De echte testvragen gaan over letterpatronen, cijferpatronen en woordrelaties. Deze testen jouw logisch redeneren, abstract redeneren, analyserend vermogen, rekenvaardigheid en taalvaardigheid. Deze vaardigheden zijn immers belangrijk binnen het werkveld. Je krijgt regelmatig te maken met bepaalde patronen die je moet oplossen, zoals een code die gekraakt moet worden of het opstellen van rapporten. Het is daarom belangrijk dat je deze vaardigheden aan kunt tonen tijdens de sollicitatieprocedure, zodat jouw toekomstige werkgever een goed beeld van jou krijgt.
De onderdelen van de cognitieve capaciteitentest politie
De cognitieve capaciteitentest van de politie bestaat dus uit drie verschillende onderdelen. Ieder onderdeel test zijn eigen vaardigheden, waardoor je op alle onderdelen goed moet scoren. Zo kun je verschillende letterpatronen tegenkomen. Deze letterpatronen worden ook wel letterreeksen of anagrammen genoemd. Doordat er veel verschillende soorten anagrammen zijn, moet je goed kijken welke variant jij gaat krijgen op de capaciteitentest.
Letterpatronen of anagrammen zijn woorden die ontstaan door het verplaatsen van letters uit een ander woord. Je moet dus een nieuw woord vormen door de letters in de juiste volgorde te zetten.

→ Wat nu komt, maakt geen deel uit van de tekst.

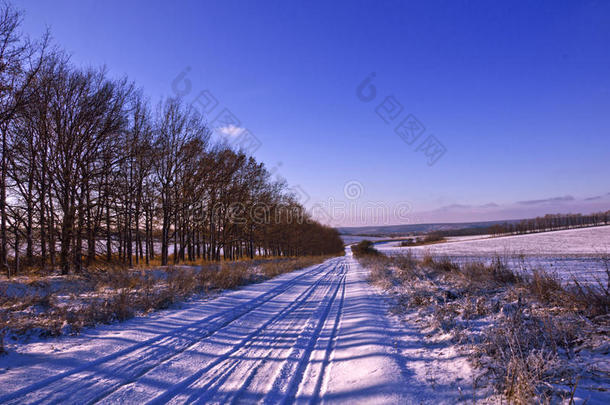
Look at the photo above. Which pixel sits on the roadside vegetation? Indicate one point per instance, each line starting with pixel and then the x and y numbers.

Hierbij kun je te maken krijgen met anagrammen met losse letters, lettergrepen en missende letters. De anagrammen met losse letters zijn hierbij vaak de eenvoudigste, omdat hier alle letters gegeven zijn en je deze letters ook allemaal moet gebruiken voor het nieuwe woord.
PAS – SAP
KAT – TAK
STAKER – SKATER – KRASTE – KATERS
ANDEREN – NADEREN
ARTSEN – STAREN – SNATER
BADDEREN – BENADERD – BRANDENDE
Meerdere lettergrepen vormen een woord
De letterpatronen met lettergrepen en een lettergreep te veel zijn vaak iets lastiger. Hierbij heb je namelijk te maken met overbodige lettergrepen, waardoor je het woord soms niet direct ziet. Jouw intelligentie wordt hiermee op de proef gesteld. Een van de voorbeelden is ruil – del – rech – mid. Je kunt van deze lettergrepen ruilmiddel maken, waarbij rech de overbodige lettergreep is. Andere voorbeelden zijn:
Cep – ti – boek – tel
Stap – sie – ta – fan
Ting – ket – neet – fiets
Cord – brief – ner – ope
Door goed te bekijken welke lettergrepen er zijn kun je de volgende woorden maken: boektitel, fantasie, fietsketting en briefopener.

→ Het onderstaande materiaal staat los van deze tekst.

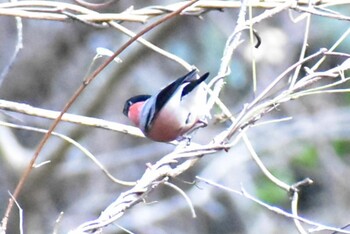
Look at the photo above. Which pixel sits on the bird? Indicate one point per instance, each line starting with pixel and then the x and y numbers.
pixel 172 112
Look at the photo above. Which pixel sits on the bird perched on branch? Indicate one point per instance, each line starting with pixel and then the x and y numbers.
pixel 172 112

De letterpatronen met een ontbrekende letter zijn iets eenvoudiger. Echter heb je hier vaak te maken met een missende klinker, welke van belang kan zijn om het goede woord te vormen. Het ontbreken van klinkers kan namelijk cruciaal zijn bij het oplossen van de woorden. Bij het oplossen van deze letterpatronen krijg je twee verschillende woorden te zien, waarbij ook drie letters gegeven zijn. Ook hier zijn enkele voorbeelden van te noemen. BL_UW en Z_OI moeten aangevuld worden met A – O – E. Als je goed kijkt moet het eerste woord BLAUW worden. Voor het tweede woord blijven alleen de O en de E over. De E past niet binnen het woord. Samen met de O vormt de combinatie het woord ZOOI.

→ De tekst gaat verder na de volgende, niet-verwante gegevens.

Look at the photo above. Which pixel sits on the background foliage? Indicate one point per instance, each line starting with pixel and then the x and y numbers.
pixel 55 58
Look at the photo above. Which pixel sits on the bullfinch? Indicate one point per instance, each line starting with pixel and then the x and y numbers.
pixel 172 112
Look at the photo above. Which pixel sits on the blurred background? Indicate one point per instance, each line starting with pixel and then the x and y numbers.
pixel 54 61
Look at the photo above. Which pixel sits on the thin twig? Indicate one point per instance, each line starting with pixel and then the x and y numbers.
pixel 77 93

Cijferpatronen behoeven basis rekenregels
Cijferpatronen van de cognitieve capaciteitentest van de politie worden ook wel cijferreeksen genoemd. Hierbij zijn een aantal cijfers gegeven, waarbij het laatste cijfer is weggelaten. Het is aan jou de taak om dit door middel van logisch redeneren en jouw rekenvaardigheden op te lossen. Hierbij moet je de basis rekenregels goed in het achterhoofd houden. Zonder deze basisregels zijn de cijferreeksen namelijk niet op te lossen. Je moet immers kunnen optellen, aftrekken, vermenigvuldigen en delen om het laatste cijfer in te vullen. Daarbij moet je ook goed op blijven letten, want de verschillende regels kunnen door elkaar gebruikt worden.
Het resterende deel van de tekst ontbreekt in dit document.